The US operation to remove military hardware and vehicles from Afghanistan as troops withdraw after 12 years of war will cost between five and six billion dollars, officials said Sunday.
Among statistics released by the military about the process known as a "retrograde" was that 25,000 vehicles have been shipped out of Afghanistan in the last year and another 25,000 remain in the country.
About 100,000 containers are also still in Afghanistan, and will be used to remove mountains of equipment ranging from fighting gear to fitness machines, furniture and computers.
"The retrograde from Afghanistan is one of the most challenging military transportation operations in history in terms of scale and complexity," Brigadier General Steven Shapiro said in an email.
"Our number of vehicles in Afghanistan has dropped by nearly half in the past year."
Shapiro, the commanding general of 1st Theater Sustainment Command, said decisions were being made on what equipment was left for the Afghan army and police to take on the fight against Taliban insurgents.

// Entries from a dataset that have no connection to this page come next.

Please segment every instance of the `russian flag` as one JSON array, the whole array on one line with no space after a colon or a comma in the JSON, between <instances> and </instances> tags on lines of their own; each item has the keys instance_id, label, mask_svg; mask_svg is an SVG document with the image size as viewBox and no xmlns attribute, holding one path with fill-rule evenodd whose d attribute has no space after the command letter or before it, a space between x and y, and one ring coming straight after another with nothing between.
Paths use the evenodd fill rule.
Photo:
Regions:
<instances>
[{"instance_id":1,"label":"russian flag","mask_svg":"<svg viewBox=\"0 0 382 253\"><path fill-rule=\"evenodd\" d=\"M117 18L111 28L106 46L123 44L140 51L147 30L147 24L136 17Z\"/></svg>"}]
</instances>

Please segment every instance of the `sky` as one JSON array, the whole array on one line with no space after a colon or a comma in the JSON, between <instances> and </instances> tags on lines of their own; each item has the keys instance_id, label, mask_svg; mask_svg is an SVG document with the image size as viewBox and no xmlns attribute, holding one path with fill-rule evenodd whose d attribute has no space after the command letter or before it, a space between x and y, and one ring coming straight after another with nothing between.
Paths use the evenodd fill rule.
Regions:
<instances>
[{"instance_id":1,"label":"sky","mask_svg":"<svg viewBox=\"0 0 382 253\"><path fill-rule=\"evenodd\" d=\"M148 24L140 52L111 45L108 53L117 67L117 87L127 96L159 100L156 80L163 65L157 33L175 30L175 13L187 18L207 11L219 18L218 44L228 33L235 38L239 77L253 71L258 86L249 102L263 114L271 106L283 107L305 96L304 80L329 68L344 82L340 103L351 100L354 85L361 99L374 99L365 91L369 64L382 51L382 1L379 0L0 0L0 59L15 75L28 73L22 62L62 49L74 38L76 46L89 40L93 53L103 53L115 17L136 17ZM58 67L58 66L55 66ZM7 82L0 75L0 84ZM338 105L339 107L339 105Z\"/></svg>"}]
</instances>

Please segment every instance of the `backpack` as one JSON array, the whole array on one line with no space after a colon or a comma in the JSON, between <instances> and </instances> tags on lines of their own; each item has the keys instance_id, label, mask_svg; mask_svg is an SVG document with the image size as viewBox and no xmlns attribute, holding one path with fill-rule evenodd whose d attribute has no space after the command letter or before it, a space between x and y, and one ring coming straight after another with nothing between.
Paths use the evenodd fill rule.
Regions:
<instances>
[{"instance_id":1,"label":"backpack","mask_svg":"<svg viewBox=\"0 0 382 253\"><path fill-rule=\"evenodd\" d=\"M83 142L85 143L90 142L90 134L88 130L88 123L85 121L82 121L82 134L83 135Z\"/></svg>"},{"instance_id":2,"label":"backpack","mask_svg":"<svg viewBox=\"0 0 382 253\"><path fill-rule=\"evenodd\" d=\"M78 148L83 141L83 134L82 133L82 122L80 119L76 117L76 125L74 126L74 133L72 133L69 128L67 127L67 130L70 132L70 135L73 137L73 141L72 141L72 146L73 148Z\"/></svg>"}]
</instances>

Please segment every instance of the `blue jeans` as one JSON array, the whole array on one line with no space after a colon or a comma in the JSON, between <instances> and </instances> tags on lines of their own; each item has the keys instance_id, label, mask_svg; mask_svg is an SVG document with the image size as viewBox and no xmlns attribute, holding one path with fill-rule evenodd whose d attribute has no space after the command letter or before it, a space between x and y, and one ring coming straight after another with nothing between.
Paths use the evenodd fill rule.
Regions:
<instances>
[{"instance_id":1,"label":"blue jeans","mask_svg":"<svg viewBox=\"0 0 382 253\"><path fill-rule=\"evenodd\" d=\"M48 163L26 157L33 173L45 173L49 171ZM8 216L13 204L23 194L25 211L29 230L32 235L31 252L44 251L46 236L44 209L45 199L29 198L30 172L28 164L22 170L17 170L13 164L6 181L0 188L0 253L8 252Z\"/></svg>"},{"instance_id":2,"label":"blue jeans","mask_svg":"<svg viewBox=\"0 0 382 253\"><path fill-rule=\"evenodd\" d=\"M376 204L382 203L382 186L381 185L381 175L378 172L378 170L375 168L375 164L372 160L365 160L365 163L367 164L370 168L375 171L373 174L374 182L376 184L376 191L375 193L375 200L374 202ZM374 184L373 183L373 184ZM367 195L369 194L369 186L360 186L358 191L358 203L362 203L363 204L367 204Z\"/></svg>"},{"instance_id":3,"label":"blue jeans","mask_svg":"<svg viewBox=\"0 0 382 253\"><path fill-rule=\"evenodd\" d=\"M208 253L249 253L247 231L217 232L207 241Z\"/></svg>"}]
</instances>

"Ground commanders are able to nominate this equipment as they assess the needs and maintenance capabilities of their Afghan partners and numbers will vary," he said.
"The figures of five to six billion dollars corresponds to the total cost of retrograde from 2012 through 2014, and they're constantly being reevaluated."
Most of the hardware will be flown out of land-locked Afghanistan or taken by road to the Pakistani port of Karachi, though the route has been hit by militant attacks and was temporarily closed by spats between Washington and Islamabad.